In developing this technique, Dr. Roger worked with a biomechanical engineering company to design and patent about a half dozen curved retractors, angled reamers and other instruments. According to a 20ll article in Clinical Orthopaedics and Related Research, the average postoperative Harris Hip Score was 96.5, there were no dislocations, no sciatic nerve palsies, no wound complications and low transfusion rates (8%).
Following development of the instrumentation, Dr. Roger began collaborating with Dr. Anthony Hedley of the Hedley Institute in Phoenix, AZ. Soon, surgeons from around the country became interested in learning his technique – including surgeons from the University of California at San Francisco, the Mayo Clinic in Rochester, MN, and Washington University in St. Louis, MO.

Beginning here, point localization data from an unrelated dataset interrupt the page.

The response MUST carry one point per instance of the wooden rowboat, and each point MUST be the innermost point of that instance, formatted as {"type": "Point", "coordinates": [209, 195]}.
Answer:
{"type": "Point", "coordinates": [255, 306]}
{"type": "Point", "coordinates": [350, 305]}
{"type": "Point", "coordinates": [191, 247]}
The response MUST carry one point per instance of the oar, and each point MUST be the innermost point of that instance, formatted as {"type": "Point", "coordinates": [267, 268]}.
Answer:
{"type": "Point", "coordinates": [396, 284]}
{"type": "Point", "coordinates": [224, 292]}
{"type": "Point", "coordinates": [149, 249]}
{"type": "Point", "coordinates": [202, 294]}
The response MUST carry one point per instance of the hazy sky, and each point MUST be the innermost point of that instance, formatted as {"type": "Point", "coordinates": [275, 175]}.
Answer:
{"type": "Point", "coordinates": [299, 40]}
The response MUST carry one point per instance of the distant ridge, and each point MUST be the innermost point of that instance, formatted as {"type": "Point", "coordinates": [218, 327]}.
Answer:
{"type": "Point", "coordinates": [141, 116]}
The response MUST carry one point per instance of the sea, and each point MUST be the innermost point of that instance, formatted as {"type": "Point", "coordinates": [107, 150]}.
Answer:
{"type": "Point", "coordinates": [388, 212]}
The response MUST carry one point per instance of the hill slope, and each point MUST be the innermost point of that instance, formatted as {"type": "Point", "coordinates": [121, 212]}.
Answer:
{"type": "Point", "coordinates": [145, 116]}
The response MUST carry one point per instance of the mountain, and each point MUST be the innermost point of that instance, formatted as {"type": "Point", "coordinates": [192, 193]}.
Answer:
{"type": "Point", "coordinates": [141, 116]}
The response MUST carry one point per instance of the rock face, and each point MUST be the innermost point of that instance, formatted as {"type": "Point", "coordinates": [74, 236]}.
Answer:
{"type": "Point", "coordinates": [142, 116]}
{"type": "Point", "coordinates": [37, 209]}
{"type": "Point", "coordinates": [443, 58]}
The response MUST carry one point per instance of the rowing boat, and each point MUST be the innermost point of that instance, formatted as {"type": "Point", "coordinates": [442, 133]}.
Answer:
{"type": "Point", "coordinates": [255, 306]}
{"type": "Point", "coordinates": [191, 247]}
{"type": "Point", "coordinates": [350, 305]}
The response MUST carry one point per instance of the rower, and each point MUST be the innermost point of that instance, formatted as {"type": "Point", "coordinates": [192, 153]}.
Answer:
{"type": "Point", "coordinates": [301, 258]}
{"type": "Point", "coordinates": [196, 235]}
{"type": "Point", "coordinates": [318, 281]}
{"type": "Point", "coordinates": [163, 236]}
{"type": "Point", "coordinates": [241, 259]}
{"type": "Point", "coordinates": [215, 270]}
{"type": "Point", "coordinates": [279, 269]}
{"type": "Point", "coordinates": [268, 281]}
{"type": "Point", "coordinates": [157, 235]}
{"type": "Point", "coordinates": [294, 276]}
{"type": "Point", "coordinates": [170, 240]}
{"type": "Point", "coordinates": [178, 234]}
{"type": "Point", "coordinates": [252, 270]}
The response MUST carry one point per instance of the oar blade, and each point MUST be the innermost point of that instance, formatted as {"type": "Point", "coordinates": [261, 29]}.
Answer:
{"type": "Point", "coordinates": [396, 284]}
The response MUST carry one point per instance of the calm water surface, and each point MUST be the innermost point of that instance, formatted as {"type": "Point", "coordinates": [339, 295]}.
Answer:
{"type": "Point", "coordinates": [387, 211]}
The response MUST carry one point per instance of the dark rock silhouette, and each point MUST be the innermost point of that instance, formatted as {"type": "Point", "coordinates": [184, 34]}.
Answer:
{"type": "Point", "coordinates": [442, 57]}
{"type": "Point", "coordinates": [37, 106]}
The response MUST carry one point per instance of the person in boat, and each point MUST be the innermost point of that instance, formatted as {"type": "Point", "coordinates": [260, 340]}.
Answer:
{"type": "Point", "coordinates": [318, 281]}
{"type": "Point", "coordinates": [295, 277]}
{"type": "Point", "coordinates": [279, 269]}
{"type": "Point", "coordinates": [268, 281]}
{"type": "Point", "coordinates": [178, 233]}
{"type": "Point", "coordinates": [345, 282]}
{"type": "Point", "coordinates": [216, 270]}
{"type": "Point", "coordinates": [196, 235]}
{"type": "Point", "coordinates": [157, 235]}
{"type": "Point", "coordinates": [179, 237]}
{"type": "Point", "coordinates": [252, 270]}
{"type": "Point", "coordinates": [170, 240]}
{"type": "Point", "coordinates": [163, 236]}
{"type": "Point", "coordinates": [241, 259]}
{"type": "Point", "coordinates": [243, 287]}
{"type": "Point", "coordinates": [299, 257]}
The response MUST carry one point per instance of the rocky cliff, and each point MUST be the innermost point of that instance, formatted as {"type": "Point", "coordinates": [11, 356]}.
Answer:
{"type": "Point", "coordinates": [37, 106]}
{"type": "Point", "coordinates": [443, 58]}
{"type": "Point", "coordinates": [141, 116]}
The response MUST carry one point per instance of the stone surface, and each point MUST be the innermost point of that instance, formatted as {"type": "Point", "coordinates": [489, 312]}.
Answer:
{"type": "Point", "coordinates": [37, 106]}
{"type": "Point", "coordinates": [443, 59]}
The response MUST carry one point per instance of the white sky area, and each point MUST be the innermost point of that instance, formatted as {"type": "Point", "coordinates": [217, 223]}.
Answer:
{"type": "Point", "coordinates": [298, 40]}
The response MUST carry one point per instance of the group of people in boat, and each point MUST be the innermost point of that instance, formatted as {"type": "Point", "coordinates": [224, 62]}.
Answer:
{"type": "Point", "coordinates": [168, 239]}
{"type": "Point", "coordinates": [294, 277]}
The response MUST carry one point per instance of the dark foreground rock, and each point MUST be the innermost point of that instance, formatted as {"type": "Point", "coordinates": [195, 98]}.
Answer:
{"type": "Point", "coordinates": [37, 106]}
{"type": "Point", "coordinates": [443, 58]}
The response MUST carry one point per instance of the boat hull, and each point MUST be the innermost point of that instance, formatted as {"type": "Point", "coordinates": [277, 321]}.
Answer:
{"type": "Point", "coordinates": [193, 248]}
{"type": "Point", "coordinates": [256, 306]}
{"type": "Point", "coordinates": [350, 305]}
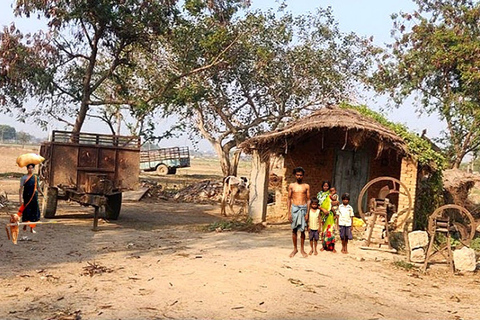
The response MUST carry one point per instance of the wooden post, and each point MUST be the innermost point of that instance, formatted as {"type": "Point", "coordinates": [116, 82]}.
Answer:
{"type": "Point", "coordinates": [259, 179]}
{"type": "Point", "coordinates": [95, 219]}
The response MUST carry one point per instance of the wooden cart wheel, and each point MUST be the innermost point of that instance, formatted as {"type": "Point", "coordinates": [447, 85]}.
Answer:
{"type": "Point", "coordinates": [162, 169]}
{"type": "Point", "coordinates": [113, 206]}
{"type": "Point", "coordinates": [398, 188]}
{"type": "Point", "coordinates": [461, 219]}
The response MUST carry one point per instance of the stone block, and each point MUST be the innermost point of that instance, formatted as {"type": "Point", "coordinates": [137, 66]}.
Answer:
{"type": "Point", "coordinates": [417, 255]}
{"type": "Point", "coordinates": [417, 239]}
{"type": "Point", "coordinates": [464, 259]}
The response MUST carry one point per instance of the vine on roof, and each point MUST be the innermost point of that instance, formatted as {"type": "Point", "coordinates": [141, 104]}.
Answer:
{"type": "Point", "coordinates": [419, 148]}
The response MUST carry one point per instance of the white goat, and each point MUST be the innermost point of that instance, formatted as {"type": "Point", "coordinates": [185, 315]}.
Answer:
{"type": "Point", "coordinates": [235, 188]}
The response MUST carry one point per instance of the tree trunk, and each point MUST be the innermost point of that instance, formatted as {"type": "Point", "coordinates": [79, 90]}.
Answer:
{"type": "Point", "coordinates": [229, 166]}
{"type": "Point", "coordinates": [234, 162]}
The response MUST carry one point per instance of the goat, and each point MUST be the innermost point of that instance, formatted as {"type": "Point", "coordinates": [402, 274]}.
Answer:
{"type": "Point", "coordinates": [235, 188]}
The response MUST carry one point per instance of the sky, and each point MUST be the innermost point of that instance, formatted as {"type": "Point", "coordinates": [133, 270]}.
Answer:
{"type": "Point", "coordinates": [364, 17]}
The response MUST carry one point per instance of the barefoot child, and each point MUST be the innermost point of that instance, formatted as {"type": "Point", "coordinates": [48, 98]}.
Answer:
{"type": "Point", "coordinates": [313, 225]}
{"type": "Point", "coordinates": [345, 221]}
{"type": "Point", "coordinates": [297, 204]}
{"type": "Point", "coordinates": [334, 199]}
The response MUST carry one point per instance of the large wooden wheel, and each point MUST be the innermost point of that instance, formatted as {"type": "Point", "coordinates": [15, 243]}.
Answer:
{"type": "Point", "coordinates": [462, 222]}
{"type": "Point", "coordinates": [395, 187]}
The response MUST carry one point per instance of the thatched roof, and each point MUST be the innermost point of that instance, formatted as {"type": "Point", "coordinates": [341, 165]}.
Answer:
{"type": "Point", "coordinates": [359, 128]}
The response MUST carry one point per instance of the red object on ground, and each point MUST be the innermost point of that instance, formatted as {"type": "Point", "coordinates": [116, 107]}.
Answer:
{"type": "Point", "coordinates": [20, 210]}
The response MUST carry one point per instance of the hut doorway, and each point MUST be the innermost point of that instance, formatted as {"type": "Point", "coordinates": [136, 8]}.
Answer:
{"type": "Point", "coordinates": [351, 173]}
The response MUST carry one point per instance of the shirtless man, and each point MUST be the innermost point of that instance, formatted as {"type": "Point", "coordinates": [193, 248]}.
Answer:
{"type": "Point", "coordinates": [297, 203]}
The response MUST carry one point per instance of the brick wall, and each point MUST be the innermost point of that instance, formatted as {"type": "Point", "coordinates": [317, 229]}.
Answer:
{"type": "Point", "coordinates": [317, 156]}
{"type": "Point", "coordinates": [408, 176]}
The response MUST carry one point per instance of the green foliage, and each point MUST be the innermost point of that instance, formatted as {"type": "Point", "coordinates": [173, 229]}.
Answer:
{"type": "Point", "coordinates": [7, 132]}
{"type": "Point", "coordinates": [259, 70]}
{"type": "Point", "coordinates": [475, 244]}
{"type": "Point", "coordinates": [436, 60]}
{"type": "Point", "coordinates": [429, 194]}
{"type": "Point", "coordinates": [419, 148]}
{"type": "Point", "coordinates": [92, 61]}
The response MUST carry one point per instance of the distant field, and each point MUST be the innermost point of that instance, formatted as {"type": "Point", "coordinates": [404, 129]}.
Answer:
{"type": "Point", "coordinates": [8, 155]}
{"type": "Point", "coordinates": [200, 169]}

Another relatively new minimally-invasive approach to hip replacement that has gained popularity over the past decade is the Direct Anterior Approach. In 2014, an assessment of the two approaches was done by an independent evaluator from the Mayo Clinic, and the findings showed that the Direct Superior Approach produced 60 times less muscle damage during the surgery compared to the Direct Anterior Approach.

Susan Jo Paquin of Palm Springs has seen the results firsthand. She had her left hip replaced via a traditional open procedure by another surgeon in October 2013. She had her right hip replaced by Dr. Roger via the Direct Superior Approach just a few months later in June of 2014.

“It’s interesting to have this other surgery and the comparison to this one,” said Paquin. “I woke up and asked, ‘Did he do the operation?’ I had no pain.”

“In 10 days of this recovery, I am feeling better than four months of my other hip,” she said.

“I was up and walking the next day after the surgery,” she said. “I was thrilled.”

Paquin also appreciated that the right hip only has a small scar on the right buttock. “The other scar was vertical and goes five inches below the panty line. It’s not that I’m a Victoria’s Secret model, but I swim and I’m not at the skirt stage of bathing suits.”

Desert Regional Medical Center has received Joint Replacement Certification by the Joint Commission – an independent organization that accredits and certifies more than 20,000 health care organizations and programs in the United States. The hospital also received a specialty award from Healthgrades as one of America’s 100 Best in Joint Replacement.